---
id: "entity-mckinsey-d50"
type: "entity"
source_timestamps: ["§ The Capability-Reality Gap"]
tags: ["consulting", "research-source"]
related: ["claim-managers-bypassed-elevation", "claim-infrastructure-scales-adoption"]
entityType: "organization"
canonicalName: "McKinsey & Company"
aliases: ["McKinsey"]
sources: ["reskilling"]
sourceVaultSlug: "hbr-seg-reskilling"
originDay: 10
articleStem: "hbr-sig-50-adoption-overloading-managers"
sourceUrl: "https://hbr.org/2026/06/ai-adoption-is-overloading-your-middle-managers"
sourceTitle: "AI Adoption Is Overloading Your Middle Managers"
---
# McKinsey

**McKinsey & Company** is a global management consulting firm cited in the source for research identifying that **workflow redesign, rather than technology sophistication, is the primary driver of AI impact** — a finding that anchors [[claim-infrastructure-scales-adoption]].
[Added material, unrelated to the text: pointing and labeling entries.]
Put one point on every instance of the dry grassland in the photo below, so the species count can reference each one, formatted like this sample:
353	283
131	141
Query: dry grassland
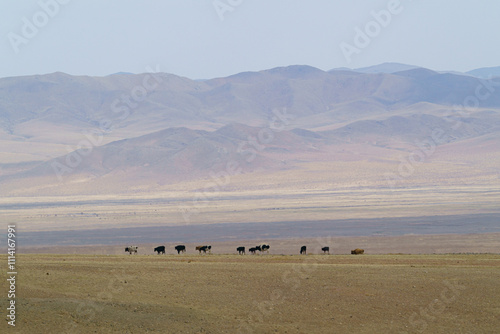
257	294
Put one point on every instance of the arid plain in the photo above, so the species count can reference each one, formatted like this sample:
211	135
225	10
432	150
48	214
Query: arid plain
386	162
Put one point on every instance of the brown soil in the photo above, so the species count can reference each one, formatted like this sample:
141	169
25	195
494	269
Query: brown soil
256	294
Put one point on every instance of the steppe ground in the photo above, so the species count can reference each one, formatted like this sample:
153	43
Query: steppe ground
442	293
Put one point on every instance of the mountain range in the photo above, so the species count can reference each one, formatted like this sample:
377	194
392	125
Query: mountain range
156	129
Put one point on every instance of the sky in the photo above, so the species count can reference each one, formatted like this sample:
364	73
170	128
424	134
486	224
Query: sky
202	39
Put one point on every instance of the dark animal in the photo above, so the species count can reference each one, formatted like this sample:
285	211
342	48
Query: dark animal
357	251
160	250
303	250
131	249
264	248
204	249
180	248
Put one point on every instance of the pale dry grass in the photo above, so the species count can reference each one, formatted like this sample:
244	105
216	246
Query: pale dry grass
257	294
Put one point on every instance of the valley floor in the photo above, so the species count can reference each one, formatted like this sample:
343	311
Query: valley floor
256	294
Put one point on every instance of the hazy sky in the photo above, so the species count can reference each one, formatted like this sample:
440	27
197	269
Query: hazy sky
207	38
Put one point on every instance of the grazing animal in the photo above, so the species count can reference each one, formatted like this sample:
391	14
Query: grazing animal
303	250
263	248
131	249
357	251
180	248
160	250
204	249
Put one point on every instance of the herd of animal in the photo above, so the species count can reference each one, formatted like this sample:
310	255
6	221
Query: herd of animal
241	250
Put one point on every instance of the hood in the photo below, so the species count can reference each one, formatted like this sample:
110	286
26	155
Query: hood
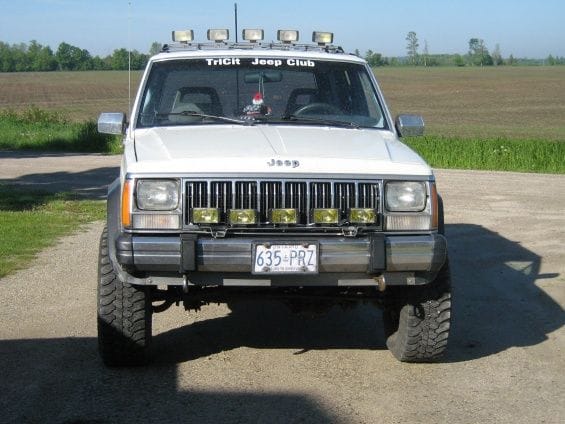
264	149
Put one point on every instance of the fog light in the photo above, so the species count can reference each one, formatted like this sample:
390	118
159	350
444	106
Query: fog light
284	216
325	216
362	216
205	216
156	222
242	216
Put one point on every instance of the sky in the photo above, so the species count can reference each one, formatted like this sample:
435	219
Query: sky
523	28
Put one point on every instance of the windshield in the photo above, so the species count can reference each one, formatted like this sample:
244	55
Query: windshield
230	90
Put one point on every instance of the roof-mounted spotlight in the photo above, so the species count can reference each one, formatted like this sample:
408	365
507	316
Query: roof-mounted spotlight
253	35
287	36
218	35
186	36
322	38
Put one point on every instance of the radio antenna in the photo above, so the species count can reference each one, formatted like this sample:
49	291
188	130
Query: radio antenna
235	17
129	59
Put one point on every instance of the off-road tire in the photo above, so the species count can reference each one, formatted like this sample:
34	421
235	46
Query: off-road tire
417	320
124	315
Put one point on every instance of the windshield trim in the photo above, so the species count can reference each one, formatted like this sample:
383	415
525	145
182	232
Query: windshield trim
321	57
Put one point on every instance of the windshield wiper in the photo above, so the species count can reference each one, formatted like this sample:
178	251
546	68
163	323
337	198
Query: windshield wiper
206	116
321	121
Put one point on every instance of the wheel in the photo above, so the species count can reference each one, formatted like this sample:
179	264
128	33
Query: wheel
417	320
124	315
317	109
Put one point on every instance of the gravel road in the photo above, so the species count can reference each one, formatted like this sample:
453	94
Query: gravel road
506	356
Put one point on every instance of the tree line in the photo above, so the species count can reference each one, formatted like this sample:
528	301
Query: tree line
477	55
34	56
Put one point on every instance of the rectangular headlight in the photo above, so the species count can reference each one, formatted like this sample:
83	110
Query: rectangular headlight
205	216
362	216
325	216
284	216
157	195
243	216
405	196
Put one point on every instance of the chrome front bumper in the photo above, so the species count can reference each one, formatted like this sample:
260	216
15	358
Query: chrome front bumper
402	259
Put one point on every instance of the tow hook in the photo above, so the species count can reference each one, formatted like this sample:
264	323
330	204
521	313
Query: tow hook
380	280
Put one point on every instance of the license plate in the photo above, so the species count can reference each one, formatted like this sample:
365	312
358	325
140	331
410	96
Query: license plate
300	258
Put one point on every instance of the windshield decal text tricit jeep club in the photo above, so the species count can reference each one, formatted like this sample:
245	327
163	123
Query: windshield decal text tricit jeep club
231	61
278	162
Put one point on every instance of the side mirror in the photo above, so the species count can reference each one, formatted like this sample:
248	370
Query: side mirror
409	125
112	123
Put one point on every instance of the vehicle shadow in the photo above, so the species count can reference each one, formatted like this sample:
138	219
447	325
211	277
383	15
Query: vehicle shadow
496	305
496	302
64	381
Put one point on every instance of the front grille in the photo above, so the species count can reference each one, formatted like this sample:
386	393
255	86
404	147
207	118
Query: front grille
264	195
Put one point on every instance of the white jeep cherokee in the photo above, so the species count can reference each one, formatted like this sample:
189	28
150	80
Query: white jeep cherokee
275	170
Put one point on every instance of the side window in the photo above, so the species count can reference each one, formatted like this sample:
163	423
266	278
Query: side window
372	104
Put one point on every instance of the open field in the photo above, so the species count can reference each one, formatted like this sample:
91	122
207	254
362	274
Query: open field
478	103
505	102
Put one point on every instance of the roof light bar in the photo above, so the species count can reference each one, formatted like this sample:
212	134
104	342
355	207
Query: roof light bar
253	35
218	35
185	36
322	38
287	36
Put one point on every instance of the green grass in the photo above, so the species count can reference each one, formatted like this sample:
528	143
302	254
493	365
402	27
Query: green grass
495	155
33	220
39	129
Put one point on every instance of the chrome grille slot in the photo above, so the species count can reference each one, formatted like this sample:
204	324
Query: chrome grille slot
368	195
262	196
320	195
221	195
197	194
270	197
295	197
344	197
245	195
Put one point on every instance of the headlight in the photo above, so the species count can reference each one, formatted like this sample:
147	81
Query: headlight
405	196
157	195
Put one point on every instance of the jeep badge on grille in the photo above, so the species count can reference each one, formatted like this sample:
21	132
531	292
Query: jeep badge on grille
279	162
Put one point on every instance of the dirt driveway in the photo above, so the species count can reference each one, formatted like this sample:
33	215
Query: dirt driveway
506	358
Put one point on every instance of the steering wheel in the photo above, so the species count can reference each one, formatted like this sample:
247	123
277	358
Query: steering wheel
318	109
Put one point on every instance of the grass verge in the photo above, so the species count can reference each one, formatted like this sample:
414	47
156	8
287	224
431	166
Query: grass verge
494	155
33	220
39	129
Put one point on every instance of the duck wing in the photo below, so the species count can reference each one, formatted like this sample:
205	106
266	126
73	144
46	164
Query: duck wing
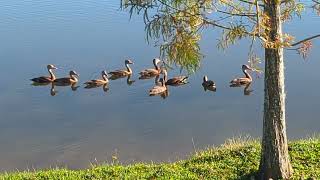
42	79
157	90
121	72
179	80
63	81
240	81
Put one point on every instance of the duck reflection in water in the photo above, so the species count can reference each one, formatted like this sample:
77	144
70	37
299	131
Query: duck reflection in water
104	82
208	84
129	81
246	90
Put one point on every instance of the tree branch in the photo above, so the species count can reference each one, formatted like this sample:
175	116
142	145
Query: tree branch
252	3
304	40
236	14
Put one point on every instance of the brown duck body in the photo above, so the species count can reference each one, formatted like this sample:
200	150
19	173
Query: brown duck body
175	81
158	89
45	79
208	84
67	80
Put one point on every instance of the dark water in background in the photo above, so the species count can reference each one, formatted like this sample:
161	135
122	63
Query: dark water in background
74	128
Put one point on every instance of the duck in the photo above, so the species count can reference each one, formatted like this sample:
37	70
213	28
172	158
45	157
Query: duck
208	84
123	72
44	79
175	81
243	80
149	73
98	82
158	89
73	79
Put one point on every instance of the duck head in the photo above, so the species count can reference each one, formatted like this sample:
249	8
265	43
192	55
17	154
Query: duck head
51	66
73	73
205	78
246	67
156	61
104	74
128	61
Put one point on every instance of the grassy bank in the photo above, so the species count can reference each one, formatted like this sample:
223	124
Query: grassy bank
233	160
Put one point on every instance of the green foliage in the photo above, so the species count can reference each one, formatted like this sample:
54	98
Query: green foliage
234	160
176	25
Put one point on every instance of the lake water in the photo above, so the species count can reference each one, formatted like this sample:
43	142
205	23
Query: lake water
75	128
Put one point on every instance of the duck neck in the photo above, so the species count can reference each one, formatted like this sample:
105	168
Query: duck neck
52	76
128	68
156	66
247	74
105	78
205	79
165	76
73	77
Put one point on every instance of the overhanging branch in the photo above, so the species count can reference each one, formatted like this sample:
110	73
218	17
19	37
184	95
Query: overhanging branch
304	40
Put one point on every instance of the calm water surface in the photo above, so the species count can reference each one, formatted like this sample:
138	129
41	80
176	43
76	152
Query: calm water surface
74	128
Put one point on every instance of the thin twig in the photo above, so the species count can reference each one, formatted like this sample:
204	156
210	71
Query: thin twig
304	40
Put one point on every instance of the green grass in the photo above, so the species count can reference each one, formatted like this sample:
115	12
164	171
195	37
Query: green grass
234	160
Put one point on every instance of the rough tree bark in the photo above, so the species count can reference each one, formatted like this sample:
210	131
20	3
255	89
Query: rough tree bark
275	162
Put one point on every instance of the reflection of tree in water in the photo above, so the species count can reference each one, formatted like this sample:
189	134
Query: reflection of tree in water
105	87
129	81
246	90
53	90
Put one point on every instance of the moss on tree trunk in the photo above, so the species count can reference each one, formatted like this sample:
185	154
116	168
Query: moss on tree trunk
275	162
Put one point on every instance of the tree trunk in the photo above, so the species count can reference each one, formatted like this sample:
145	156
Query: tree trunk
275	162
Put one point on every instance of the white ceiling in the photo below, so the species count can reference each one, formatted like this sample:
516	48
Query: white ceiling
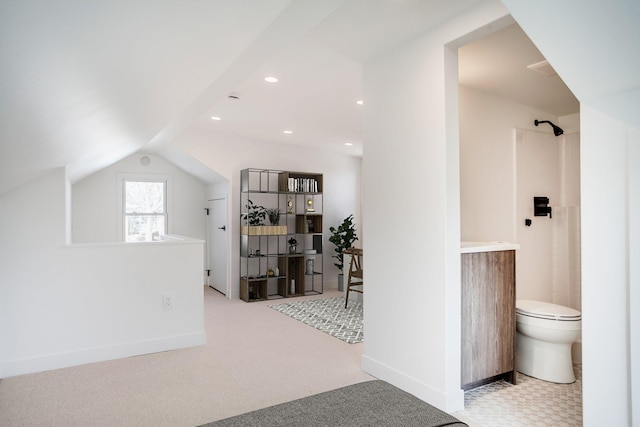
86	83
**Enrichment context.** McKinsey is one of the most-corroborating outside voices for this article. Its own work — 'Middle managers hold the key to unlock generative AI' — states that middle managers will be critical to generative-AI deployment and adoption, and argues that excellent middle management becomes *more* important in an AI world (aligning with [[contrarian-flattening-is-dangerous]]). McKinsey also supplies the optimistic counterpoint the article pushes against: generative AI could free managers from administrative work for people leadership, and could automate activities comprising 60–70% of employees' time. On [[concept-workslop-d50]], McKinsey's 'decent first drafts still need managerial judgment' framing corroborates the phenomenon under a different name.